The Supreme Court of North Carolina has held that the term Actual Cash Value (ACV) in a homeowners insurance policy is unambiguous and is calculated by considering both labor and material costs. The case is  Accardi v. Hartford Underwriters Ins. Co., No. 42A19 (N.C. Feb. 28, 2020).

Thomas Accardi owned a home that was insured by a homeowners insurance policy provided by Hartford Underwriters Ins. Co. (Hartford.) The Accardi home was damaged in a hailstorm in September of 2017. The storm caused damage to the roof, siding, and garage of the home which all required repair and restoration.

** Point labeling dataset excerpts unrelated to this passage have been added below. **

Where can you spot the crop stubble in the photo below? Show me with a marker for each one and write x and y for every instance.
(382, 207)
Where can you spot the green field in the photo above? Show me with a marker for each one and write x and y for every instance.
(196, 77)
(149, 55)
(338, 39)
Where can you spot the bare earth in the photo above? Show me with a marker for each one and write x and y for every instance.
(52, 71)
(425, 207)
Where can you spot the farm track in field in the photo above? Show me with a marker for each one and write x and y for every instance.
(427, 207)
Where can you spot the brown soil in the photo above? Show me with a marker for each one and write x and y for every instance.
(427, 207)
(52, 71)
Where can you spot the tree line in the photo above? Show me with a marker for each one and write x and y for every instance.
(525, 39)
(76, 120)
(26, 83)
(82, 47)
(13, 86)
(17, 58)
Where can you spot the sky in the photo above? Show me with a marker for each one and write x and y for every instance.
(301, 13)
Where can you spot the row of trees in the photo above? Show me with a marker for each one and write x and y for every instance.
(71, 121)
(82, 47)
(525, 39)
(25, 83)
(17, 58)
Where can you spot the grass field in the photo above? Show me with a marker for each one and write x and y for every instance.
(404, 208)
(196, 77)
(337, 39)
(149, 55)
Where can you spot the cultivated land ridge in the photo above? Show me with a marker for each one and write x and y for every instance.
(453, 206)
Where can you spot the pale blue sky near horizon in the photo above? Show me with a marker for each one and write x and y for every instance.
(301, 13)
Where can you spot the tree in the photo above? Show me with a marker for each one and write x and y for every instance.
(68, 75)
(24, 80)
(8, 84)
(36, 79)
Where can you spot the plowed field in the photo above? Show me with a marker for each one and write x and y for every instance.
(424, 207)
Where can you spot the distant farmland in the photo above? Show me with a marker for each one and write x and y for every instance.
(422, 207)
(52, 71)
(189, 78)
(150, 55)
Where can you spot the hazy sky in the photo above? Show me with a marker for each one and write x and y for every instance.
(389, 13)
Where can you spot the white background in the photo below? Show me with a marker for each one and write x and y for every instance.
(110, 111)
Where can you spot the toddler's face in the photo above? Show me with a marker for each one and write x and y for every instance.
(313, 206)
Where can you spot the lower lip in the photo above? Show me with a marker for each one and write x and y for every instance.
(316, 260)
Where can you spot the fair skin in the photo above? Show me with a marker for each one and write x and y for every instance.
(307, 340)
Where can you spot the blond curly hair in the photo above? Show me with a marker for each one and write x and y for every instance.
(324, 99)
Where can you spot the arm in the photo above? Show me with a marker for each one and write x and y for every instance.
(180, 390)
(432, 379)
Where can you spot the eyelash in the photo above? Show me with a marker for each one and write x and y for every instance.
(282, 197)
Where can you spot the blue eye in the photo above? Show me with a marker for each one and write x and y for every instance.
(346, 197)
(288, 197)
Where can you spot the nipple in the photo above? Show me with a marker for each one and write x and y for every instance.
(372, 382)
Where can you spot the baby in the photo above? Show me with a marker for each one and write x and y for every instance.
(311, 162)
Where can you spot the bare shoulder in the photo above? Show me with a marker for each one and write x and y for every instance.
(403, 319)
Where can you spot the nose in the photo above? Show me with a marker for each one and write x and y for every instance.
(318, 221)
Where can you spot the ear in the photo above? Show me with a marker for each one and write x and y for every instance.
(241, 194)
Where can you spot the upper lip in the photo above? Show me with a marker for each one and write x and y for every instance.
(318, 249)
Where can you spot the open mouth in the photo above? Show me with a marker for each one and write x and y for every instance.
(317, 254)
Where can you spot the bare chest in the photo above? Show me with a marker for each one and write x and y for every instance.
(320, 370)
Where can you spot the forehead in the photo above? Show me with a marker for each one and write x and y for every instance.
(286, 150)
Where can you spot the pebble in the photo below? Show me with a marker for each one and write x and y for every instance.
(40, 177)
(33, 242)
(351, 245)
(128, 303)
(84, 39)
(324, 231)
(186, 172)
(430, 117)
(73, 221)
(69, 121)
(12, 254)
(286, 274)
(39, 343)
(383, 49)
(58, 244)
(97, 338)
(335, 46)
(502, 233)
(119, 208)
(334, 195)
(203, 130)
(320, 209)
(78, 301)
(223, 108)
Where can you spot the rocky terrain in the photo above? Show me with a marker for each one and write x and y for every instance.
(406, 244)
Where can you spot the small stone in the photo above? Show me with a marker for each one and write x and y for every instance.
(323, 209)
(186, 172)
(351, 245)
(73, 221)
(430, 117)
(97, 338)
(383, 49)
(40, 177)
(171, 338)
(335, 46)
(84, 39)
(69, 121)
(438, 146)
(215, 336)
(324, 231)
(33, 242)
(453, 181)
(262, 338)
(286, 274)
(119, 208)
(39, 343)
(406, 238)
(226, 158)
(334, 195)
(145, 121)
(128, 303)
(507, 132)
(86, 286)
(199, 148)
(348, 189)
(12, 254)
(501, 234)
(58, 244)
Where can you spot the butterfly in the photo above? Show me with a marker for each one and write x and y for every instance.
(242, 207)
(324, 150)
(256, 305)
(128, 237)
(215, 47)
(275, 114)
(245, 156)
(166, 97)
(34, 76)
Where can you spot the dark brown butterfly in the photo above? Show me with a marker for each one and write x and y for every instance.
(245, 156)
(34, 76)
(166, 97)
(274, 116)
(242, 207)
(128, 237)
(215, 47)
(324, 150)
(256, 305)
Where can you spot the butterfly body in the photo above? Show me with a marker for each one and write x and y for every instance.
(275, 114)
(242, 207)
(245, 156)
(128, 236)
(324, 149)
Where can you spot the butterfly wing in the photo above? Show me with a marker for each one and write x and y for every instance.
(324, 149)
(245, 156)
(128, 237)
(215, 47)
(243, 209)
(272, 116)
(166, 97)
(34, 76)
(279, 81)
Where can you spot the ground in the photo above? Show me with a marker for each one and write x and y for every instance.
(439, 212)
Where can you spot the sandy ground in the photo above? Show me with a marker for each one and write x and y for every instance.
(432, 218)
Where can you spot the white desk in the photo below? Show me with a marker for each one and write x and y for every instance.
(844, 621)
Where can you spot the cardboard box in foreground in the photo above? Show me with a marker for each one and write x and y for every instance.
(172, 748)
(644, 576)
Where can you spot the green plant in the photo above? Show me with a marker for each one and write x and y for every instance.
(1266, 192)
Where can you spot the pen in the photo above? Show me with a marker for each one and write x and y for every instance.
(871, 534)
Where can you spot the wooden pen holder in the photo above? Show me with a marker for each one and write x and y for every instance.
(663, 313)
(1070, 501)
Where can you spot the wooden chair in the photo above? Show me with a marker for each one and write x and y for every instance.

The North Carolina Department of Insurance consumer guide to homeowner's insurance states that when a homeowner selects homeowners insurance, they can choose to insure based on ACV or replacement cost value (RCV) basis with ACV being the amount it would cost to repair or replace damage after depreciation, and RCV being the amount it would cost to replace or rebuild with materials of similar kind and quality, at today's prices, without deducting for depreciation. The insurance policy in play here was a hybrid of those two, providing that the insurer would initially pay the ACV and then reimburse the plaintiff for any extra money paid to repair or replace the item, up to the RCV. A separate endorsement for roof damage stated that ACV would be calculated by deducting depreciation from the cost to repair or replace the damaged roof.